Dossier reveals chaos behind Koreas' nuclear negotiations in early 1990s

Koreas-dossier

우재연

| 2026-06-30 11:06:10

▲ Officials from South Korea and North Korea attend a negotiation meeting in Seoul on April 21, 1992, in this photo provided by the unification ministry. (PHOTO NOT FOR SALE) (Yonhap)
▲ South Korea's unification ministry releases 3,836 pages of transcripts from 32 rounds of inter-Korean nuclear talks held between December 1991 and January 1993, on June 30, 2026. (Yonhap)

Koreas-dossier

Dossier reveals chaos behind Koreas' nuclear negotiations in early 1990s

SEOUL, June 30 (Yonhap) -- Inter-Korean talks on the North Korean nuclear issue dissolved into shouting matches behind closed doors, with officials cutting each other off and hurling insults, according to newly declassified government records on the 1991-1993 nuclear negotiations Tuesday.

The unification ministry released the 3,836 pages of transcripts from 32 rounds of inter-Korean nuclear talks held between December 1991 and January 1993. The disclosure marked the ministry's eighth release of archival records on inter-Korean talks since May 2022.

At the center of these talks was the Joint Declaration on the Denuclearization of the Korean Peninsula signed by the two Koreas on Jan. 20, 1992.

Following the landmark agreement, North Korea said it would agree to accept inspections from the International Atomic Energy Agency (IAEA), while South Korea agreed to suspend the Team Spirit, its annual military exercise with the United States.

Negotiations, however, proved challenging. A joint nuclear control commission, which was set to manage mutual inspections, quickly stalled as the sides disagreed with inspection methods, timelines and scope.

Seoul pushed for mutual pilot inspections of nuclear facilities on both sides, while Pyongyang wanted U.S. military bases in the South included in inspections and the joint military exercise halted first.

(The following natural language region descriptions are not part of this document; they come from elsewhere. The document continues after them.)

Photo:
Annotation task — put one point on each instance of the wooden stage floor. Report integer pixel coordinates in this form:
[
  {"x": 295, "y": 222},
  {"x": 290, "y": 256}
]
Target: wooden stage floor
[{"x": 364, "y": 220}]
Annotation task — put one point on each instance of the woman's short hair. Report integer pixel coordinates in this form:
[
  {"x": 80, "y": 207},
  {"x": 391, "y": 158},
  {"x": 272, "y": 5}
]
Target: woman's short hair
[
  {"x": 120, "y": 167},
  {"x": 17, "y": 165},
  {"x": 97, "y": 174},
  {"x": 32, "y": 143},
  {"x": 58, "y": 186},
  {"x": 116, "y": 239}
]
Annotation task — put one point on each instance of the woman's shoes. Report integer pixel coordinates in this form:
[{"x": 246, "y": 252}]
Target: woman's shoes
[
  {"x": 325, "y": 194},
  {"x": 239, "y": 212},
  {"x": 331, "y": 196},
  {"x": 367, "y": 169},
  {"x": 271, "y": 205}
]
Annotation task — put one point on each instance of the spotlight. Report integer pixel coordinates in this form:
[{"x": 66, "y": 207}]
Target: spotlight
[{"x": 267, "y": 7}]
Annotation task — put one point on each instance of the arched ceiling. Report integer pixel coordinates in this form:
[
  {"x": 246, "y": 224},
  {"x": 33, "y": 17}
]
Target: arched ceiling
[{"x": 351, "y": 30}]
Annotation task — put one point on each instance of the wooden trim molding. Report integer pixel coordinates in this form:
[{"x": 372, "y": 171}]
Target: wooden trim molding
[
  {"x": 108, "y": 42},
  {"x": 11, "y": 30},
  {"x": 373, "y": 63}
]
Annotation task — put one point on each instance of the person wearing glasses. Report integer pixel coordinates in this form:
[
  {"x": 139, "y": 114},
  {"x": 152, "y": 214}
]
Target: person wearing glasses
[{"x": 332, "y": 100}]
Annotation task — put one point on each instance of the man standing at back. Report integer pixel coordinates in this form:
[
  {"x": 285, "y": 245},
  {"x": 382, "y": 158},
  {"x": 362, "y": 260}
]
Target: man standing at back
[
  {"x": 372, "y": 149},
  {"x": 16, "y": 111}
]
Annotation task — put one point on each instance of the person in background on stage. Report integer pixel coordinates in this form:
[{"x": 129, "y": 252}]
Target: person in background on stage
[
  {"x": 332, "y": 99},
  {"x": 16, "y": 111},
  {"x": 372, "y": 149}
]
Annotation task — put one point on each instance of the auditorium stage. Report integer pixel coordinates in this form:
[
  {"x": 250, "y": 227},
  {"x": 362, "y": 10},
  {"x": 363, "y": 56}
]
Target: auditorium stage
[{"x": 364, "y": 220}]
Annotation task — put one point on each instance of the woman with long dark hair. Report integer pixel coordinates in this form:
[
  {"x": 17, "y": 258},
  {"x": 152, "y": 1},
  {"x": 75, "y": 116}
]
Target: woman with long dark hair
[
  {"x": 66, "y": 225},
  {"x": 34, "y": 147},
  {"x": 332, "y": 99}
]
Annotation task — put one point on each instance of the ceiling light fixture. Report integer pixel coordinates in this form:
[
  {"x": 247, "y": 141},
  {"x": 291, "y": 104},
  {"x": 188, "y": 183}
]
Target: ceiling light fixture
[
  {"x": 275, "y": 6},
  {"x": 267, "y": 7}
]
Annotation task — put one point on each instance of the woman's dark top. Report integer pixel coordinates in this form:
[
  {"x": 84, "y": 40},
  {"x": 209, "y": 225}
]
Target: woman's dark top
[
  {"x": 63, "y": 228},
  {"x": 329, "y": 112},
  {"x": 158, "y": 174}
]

At a meeting on March 10, 1992, talks nearly broke down with officials talking over each other, shouting and throwing around insults, including "thug," causing the session to descend into chaos.

During a negotiation session in December that year, a South Korean official presented a photograph of North Korea's founder Kim Il-sung alongside Soviet Union leader Joseph Stalin.

It was to use it to press his argument about who started the 1950-1953 Korean War. A North Korean official snatched the photo and tore it, before realizing, too late, what he had done. In the North, destroying an image of the country's leader is a grave transgression.

Twenty-two rounds of talks on mutual nuclear inspections yielded nothing. The failure, analysts said, largely came down to two things: North Korea's lack of sincerity and South Korea's lack of flexibility.

"North Korea insisted issues related to its own nuclear program should be discussed with the IAEA, not South Korea," said Park Yong-han, a senior research fellow at the Korea Institute for Defense Analyses and a member of the unification ministry's committee overseeing the records release.

"The wide gap between the two sides made common ground impossible," he said.

Chung Seung-hoon, former head of the Inter-Korean Dialogue Headquarters, voiced regret over Seoul's adamant stance sticking to pressure on North Korea.

"The South demanded the North accept surprise inspections, including of its military bases, terms too coercive for Pyongyang to accept," he said. "Using only pressure as leverage without offering incentives was a weakness in our negotiating approach."